加圧注入に使われる木材保存剤は、銅・第四級アンモニウム化合物系(ACQ)とアゾール・第四級アンモニウム・ネオニコチノイド化合物系(AZNA)、アゾール・ネオニコチノイド化合物系(AZN)などだ。大きくは銅を含む薬剤と銅を含まない有機系の薬剤に分かれる。後者は農薬の転用だ。銅系の薬剤は注入後に薄い緑色になるのに対し、有機系の薬剤は無色に仕上がる。無塗装の場合、見た目の点から前者が選ばれることが多い。塗装をする場合はどちらでもよい。

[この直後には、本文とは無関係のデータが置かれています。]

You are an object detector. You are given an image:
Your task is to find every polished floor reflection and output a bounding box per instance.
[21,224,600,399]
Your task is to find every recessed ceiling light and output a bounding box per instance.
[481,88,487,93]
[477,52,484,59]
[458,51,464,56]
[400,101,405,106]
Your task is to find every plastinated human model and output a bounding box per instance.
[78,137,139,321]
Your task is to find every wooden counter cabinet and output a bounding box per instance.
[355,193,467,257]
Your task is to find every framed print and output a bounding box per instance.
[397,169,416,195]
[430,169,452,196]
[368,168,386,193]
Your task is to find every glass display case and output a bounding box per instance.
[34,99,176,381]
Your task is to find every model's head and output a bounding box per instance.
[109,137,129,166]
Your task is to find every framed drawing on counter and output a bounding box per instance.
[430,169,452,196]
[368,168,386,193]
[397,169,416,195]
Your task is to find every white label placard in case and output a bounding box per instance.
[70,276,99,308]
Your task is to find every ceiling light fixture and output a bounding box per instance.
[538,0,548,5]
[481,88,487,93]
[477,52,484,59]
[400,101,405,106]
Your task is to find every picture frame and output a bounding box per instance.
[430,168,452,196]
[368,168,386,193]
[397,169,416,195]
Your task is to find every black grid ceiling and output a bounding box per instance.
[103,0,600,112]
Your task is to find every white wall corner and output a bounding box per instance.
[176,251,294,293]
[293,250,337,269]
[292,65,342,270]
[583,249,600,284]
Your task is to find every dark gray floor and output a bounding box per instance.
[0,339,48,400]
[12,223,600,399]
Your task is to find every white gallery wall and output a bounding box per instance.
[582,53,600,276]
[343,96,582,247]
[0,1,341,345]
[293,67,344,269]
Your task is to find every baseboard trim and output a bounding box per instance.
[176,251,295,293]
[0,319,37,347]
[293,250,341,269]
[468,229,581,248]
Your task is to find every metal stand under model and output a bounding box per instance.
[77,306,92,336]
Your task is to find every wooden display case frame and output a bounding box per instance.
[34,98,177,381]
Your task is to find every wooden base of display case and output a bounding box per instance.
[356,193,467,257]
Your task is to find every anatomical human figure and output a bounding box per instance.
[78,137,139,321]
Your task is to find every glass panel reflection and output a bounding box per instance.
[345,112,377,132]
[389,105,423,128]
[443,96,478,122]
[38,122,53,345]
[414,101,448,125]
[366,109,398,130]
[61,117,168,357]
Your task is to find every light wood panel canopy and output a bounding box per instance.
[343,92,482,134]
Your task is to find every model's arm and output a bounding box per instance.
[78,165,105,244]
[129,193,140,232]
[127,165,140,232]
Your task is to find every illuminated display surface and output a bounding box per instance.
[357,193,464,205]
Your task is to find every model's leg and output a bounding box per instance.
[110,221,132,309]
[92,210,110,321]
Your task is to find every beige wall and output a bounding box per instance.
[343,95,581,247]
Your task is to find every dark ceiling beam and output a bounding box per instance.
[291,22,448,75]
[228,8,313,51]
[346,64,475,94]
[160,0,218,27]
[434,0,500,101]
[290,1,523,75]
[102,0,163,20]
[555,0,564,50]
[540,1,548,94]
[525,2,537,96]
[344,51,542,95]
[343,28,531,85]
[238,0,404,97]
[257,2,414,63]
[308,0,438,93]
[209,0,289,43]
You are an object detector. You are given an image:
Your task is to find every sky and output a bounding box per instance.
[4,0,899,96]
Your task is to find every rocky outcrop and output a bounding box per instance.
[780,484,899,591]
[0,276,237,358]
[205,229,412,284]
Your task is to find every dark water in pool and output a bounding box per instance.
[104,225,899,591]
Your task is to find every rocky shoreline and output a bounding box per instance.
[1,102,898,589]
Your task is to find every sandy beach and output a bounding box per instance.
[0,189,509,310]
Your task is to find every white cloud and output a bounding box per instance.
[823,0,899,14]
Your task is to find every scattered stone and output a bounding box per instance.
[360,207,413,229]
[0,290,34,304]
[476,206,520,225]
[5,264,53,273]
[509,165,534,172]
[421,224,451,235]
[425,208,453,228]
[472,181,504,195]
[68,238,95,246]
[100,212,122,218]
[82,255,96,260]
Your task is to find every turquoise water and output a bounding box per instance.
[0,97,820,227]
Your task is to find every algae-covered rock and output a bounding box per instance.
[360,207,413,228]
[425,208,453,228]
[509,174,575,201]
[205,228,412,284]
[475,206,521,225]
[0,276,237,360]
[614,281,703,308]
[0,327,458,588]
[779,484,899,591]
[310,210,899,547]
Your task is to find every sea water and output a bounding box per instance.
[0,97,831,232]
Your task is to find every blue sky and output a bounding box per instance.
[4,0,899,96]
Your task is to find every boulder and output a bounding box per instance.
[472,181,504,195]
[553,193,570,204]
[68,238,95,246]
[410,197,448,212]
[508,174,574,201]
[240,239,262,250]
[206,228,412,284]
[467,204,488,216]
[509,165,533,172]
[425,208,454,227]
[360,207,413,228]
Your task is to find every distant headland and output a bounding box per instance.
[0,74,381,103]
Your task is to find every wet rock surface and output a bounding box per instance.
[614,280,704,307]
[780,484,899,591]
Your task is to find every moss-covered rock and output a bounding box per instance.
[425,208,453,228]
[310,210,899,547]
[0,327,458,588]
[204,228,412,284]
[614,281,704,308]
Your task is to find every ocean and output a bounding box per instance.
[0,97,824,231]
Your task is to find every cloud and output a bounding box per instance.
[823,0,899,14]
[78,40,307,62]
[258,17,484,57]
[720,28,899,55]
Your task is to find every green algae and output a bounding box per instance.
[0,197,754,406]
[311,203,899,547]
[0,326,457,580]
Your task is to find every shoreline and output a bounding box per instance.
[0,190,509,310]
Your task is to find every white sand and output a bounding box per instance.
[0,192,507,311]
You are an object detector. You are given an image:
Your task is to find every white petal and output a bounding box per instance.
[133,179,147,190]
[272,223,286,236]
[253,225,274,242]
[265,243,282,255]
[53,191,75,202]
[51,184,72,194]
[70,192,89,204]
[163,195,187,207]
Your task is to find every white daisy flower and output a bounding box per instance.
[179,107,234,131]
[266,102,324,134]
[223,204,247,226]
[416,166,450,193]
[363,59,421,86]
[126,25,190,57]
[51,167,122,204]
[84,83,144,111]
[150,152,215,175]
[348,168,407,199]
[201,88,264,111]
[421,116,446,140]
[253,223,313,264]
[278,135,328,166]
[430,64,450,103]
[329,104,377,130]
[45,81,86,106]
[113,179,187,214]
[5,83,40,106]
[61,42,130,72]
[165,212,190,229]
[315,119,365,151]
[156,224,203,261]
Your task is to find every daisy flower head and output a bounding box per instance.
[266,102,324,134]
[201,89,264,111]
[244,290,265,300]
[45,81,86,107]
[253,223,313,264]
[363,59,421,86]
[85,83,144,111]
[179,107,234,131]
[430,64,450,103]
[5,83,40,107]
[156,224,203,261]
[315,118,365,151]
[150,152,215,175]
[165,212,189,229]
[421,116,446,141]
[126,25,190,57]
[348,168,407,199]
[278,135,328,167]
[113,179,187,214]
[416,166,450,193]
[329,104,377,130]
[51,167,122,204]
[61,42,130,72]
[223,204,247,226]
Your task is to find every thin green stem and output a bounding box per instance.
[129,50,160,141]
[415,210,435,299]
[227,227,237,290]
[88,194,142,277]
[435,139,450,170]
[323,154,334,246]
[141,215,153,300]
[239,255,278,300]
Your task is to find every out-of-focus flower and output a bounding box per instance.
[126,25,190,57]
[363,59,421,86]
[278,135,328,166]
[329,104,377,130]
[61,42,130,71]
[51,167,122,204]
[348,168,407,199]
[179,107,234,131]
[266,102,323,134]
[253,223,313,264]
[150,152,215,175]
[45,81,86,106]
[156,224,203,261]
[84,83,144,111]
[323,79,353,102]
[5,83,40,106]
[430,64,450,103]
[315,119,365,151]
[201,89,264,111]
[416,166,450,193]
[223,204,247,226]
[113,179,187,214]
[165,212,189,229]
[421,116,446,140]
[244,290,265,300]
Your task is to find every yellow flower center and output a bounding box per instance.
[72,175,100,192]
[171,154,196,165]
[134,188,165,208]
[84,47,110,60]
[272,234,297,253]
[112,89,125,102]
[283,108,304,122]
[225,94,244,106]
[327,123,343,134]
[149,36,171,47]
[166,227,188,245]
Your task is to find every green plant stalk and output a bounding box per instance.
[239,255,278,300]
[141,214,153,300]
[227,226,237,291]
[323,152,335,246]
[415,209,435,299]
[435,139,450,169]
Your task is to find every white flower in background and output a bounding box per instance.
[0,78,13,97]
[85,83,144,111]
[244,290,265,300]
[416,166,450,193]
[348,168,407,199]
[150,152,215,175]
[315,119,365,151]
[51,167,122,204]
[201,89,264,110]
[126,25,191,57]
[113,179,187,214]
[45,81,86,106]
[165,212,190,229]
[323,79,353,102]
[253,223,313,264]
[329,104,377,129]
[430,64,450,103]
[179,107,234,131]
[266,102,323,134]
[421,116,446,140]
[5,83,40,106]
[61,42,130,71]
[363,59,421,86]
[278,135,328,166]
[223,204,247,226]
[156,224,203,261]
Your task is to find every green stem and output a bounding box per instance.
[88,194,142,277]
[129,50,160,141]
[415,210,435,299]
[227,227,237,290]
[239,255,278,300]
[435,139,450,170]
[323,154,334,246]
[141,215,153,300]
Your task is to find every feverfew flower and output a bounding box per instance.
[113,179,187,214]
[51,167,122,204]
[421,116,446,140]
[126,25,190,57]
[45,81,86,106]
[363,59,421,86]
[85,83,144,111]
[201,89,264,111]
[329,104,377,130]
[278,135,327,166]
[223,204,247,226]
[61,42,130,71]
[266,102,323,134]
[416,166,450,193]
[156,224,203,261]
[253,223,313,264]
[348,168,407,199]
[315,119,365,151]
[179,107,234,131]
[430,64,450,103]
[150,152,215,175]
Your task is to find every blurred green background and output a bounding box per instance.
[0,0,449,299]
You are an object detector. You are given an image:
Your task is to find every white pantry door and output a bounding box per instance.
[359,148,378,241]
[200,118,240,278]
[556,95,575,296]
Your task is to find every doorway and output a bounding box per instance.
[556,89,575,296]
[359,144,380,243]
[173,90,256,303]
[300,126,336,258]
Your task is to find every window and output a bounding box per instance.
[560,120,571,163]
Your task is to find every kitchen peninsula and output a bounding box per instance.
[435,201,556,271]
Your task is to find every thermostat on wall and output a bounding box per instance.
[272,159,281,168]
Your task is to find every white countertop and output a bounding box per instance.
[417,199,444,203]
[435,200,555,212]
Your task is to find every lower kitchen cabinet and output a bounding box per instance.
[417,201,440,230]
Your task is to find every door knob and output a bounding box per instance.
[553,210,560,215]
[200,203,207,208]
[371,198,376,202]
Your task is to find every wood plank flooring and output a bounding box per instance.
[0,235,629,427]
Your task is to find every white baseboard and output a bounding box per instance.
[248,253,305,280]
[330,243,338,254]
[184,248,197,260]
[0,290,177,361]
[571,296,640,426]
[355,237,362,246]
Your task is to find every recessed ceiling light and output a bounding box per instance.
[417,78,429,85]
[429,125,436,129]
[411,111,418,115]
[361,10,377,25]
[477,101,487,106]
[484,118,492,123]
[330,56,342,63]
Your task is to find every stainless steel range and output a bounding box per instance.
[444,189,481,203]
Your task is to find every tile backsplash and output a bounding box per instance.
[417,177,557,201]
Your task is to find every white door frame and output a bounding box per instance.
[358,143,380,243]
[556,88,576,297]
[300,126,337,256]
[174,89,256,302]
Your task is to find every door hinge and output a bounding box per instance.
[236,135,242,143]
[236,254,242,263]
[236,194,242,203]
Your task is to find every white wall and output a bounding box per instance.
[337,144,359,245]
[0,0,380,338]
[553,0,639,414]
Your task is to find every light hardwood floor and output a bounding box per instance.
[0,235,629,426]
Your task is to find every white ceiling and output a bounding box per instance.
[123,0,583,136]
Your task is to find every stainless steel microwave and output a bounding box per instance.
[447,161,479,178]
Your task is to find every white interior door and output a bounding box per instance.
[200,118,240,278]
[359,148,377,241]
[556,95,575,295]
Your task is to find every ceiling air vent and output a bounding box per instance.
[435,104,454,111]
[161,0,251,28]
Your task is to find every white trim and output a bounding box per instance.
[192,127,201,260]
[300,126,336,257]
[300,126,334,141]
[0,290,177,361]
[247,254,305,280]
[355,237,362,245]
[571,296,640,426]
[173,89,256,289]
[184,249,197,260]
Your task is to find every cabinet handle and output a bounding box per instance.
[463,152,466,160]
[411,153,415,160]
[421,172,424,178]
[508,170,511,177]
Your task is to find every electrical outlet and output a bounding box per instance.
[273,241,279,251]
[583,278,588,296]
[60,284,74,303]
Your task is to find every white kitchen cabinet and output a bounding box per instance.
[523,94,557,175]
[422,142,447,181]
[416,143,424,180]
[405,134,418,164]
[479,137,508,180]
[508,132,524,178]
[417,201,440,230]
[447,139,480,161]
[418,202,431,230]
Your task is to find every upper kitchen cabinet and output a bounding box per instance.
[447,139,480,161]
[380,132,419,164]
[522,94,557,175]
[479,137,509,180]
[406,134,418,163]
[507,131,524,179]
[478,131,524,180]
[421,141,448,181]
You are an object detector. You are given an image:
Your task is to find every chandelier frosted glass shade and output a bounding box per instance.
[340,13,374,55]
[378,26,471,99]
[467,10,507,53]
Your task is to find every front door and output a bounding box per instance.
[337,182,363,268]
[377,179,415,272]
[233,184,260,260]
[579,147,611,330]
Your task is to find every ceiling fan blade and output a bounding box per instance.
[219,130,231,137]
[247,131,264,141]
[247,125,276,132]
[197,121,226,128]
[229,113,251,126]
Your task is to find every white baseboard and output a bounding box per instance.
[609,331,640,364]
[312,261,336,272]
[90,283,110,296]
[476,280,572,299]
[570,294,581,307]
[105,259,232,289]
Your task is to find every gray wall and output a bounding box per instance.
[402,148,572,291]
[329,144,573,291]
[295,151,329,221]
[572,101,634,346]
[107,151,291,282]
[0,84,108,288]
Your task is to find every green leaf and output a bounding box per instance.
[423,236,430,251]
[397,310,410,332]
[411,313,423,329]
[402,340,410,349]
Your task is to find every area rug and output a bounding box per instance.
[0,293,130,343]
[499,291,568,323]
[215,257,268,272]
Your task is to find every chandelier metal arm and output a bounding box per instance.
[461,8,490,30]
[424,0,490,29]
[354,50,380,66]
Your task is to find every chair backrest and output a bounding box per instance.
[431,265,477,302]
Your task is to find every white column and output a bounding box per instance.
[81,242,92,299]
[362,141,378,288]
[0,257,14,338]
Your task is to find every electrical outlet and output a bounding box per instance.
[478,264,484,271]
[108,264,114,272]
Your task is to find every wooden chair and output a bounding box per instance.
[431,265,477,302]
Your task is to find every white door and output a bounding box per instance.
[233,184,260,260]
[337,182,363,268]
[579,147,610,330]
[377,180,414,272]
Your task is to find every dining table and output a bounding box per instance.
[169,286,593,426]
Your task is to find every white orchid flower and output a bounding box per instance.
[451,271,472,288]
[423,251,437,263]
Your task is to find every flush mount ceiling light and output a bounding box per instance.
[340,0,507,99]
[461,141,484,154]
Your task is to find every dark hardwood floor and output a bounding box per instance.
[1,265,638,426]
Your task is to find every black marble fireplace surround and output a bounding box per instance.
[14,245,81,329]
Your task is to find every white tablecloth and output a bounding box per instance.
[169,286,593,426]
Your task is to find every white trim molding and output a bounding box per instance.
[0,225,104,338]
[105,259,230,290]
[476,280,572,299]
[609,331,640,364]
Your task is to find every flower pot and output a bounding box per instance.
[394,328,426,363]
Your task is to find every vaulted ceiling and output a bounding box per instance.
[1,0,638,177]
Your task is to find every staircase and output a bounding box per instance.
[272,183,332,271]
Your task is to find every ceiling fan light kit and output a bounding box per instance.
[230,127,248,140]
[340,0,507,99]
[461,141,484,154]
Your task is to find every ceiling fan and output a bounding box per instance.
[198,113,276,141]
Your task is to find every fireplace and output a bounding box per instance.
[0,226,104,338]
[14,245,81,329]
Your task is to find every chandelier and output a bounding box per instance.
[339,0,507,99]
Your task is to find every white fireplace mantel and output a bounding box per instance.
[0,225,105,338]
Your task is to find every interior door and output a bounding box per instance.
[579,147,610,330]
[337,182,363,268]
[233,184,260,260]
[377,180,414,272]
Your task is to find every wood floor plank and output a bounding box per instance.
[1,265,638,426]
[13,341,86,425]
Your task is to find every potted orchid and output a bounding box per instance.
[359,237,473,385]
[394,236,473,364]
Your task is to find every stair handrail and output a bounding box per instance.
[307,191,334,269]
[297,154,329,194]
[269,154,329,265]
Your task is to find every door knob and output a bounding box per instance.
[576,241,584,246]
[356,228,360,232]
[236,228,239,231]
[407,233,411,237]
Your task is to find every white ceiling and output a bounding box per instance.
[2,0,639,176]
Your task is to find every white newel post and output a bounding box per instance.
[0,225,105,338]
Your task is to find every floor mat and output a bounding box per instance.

薬剤の効き目はJASに規定されている。JASの製材には防腐・防蟻の性能区分がK-1〜K-5までの5ランクに分けられている。K-1は室内用、K-2は寒冷地用、K-3が温暖地用、K-4は腐朽や蟻害が多い環境、K‐5は電柱や枕木など特別な用途として規定されている。
上記ランクは薬剤の種類と含浸量の組み合わせで決まる。上記の3つの薬剤は量を増やせばK‐4の性能を満たせる。ただし、K‐5の性能を満たせるのはACQだけだ。土壌に杭を埋めた複数の試験結果を見ても、ACQなど銅系の薬剤のほうが防腐・防蟻の効果が高い結果が出ている。耐久性の点では銅系の薬剤の信頼性が高いようだ。